Ne danno il senso ma non sono esaustivi; in questi numeri, che rileviamo settimanalmente, non sono conteggiati i lavoratori delle piccole imprese in crisi e senza ammortizzatori sociali ma, soprattutto, i giovani lavoratori precari, i primi ad essere buttati fuori senza alcuna rete di protezione sociale. Stimiamo siano, solo nel nostro settore, oltre 1000.
E’ evidente che, tranne qualche eccezione, il settore metalmeccanico nel nostro territorio è fermo. In diverse realtà la produzione è completamente ferma e le fabbriche vuote.
In un quadro così devastato sul piano sociale il nostro compito prioritario sta nella capacità di mettere in campo un movimento e un’azione sindacale di tenuta unitaria e solidaristica tra i lavoratori.
Arginare e contrastare le logiche di divisione e competizione al ribasso tra lavoratori (immigrati e italiani, precari e stabili, giovani e anziani..) che possono pericolosamente accentuarsi nei periodi di crisi. E’ un lavoro difficile ma non aggirabile.
Se sei un sindacato coerente i segnali incoraggianti li puoi trovare.
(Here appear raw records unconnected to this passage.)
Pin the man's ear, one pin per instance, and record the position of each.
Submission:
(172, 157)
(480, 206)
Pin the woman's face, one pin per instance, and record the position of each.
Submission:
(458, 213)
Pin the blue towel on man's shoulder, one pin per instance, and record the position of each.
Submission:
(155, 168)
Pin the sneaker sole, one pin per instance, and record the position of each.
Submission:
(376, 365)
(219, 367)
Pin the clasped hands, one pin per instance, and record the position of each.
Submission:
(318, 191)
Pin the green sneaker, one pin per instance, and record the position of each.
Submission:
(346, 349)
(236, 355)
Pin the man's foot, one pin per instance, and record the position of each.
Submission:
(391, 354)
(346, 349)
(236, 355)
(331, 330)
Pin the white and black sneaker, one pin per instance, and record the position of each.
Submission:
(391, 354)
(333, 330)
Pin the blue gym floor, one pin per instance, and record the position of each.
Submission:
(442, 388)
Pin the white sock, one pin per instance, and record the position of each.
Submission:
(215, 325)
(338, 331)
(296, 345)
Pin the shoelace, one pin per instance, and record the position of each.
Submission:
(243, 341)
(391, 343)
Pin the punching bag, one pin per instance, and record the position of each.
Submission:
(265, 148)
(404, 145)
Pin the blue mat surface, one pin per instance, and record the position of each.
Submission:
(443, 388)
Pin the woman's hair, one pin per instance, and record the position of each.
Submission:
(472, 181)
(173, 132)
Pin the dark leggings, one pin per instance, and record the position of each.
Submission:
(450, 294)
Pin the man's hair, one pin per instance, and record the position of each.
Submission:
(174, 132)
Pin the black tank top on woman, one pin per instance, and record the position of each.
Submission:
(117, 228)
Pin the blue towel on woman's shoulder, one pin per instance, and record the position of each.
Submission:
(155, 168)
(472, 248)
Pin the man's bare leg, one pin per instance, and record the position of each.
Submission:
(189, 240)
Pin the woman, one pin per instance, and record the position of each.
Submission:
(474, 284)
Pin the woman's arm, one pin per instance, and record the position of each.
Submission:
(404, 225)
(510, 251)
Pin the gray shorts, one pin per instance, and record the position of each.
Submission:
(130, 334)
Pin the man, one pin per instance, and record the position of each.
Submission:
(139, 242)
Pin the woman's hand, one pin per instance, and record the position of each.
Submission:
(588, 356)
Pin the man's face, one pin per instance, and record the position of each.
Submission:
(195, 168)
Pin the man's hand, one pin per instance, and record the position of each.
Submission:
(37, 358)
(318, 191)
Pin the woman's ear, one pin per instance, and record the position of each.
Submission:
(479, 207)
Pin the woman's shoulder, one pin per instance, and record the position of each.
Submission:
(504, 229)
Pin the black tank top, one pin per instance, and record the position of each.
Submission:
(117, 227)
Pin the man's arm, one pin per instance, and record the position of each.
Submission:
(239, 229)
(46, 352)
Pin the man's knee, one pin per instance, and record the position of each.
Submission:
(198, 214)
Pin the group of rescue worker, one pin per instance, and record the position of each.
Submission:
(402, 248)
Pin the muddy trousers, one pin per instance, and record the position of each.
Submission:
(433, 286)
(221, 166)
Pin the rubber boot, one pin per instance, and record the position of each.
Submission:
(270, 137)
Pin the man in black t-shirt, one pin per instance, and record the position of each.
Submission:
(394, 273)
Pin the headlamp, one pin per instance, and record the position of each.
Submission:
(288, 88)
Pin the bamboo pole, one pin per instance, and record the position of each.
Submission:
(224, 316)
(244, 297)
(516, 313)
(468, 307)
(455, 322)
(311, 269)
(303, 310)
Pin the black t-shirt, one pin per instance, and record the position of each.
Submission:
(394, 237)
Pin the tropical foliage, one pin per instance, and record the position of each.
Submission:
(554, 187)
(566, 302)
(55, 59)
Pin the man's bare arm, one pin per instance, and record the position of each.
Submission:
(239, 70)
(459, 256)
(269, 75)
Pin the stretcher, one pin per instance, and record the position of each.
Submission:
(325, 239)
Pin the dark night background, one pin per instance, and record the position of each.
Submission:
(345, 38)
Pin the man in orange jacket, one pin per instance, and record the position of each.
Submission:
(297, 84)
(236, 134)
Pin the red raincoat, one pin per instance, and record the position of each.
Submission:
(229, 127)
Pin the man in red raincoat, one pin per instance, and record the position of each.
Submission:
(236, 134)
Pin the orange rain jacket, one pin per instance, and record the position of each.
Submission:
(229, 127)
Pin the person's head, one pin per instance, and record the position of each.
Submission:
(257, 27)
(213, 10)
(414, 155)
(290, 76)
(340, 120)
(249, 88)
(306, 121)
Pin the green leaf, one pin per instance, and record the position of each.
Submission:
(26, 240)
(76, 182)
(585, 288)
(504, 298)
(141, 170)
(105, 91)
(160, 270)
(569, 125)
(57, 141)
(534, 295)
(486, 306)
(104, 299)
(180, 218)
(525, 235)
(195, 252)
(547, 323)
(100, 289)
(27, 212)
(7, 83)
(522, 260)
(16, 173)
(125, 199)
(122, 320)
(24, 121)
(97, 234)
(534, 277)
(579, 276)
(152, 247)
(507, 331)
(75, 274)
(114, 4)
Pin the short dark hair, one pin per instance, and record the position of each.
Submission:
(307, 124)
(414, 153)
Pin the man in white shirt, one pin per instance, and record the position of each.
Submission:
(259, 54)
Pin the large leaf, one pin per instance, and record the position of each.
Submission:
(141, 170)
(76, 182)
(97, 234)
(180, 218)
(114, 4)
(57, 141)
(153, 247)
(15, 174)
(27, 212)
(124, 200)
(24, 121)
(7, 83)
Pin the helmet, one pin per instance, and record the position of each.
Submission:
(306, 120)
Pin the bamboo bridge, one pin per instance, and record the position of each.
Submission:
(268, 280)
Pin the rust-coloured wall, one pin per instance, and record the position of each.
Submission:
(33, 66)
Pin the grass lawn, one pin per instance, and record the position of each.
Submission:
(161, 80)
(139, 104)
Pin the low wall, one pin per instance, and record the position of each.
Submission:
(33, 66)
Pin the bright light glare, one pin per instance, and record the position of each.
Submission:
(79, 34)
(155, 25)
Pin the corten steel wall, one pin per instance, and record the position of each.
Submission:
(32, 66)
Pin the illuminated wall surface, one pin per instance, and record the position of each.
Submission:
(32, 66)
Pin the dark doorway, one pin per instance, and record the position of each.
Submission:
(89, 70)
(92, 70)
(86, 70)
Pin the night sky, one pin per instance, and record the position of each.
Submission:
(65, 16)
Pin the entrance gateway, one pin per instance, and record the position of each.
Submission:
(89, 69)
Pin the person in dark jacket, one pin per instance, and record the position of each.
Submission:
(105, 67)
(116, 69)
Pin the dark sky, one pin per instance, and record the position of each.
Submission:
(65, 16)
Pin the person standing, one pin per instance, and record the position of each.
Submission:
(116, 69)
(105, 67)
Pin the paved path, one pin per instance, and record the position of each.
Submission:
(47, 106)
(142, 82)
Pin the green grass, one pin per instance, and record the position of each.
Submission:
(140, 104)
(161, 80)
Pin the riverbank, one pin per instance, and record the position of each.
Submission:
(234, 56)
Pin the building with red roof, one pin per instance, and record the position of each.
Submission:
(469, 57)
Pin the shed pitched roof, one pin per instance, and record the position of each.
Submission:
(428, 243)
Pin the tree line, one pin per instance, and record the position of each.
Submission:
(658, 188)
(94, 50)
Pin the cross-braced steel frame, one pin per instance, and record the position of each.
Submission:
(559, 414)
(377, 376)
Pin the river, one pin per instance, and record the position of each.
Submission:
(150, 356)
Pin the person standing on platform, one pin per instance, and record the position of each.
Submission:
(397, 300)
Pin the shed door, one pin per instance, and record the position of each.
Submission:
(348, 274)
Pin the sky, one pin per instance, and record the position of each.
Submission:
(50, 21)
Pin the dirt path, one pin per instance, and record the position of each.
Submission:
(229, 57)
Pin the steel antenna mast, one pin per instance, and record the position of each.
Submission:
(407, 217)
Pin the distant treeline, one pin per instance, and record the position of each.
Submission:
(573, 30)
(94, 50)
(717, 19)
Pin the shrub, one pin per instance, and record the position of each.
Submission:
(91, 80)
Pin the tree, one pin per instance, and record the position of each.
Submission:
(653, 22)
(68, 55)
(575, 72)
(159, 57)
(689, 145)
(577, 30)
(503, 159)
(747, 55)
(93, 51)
La Franco Tosi di Legnano un mese fa ha richiesto la cassa integrazione per 150 lavoratori su 600, voleva forzare per evitare che vi fosse la rotazione dei lavoratori in Cig.
Tentando di dividere e di scaricare solo su una parte di lavoratori il peso Cig e della perdita di salario, pensava (e si illudeva) di farla franca contando sulla complicità dei lavoratori che non sarebbero stati toccati.
La Fiom si è opposta e i lavoratori hanno bloccato il centro cittadino per un’intera mattinata con un’adesione quasi totale di operai e impiegati. Alla fine l’azienda è dovuta tornare al tavolo e accettare un accordo che contenesse la rotazione dei lavoratori in cassa oltre ad altre richieste che avevamo avanzato.
Una grande lezione: la lotta paga se si è uniti, con obiettivi chiari e soprattutto costruiti con i lavoratori.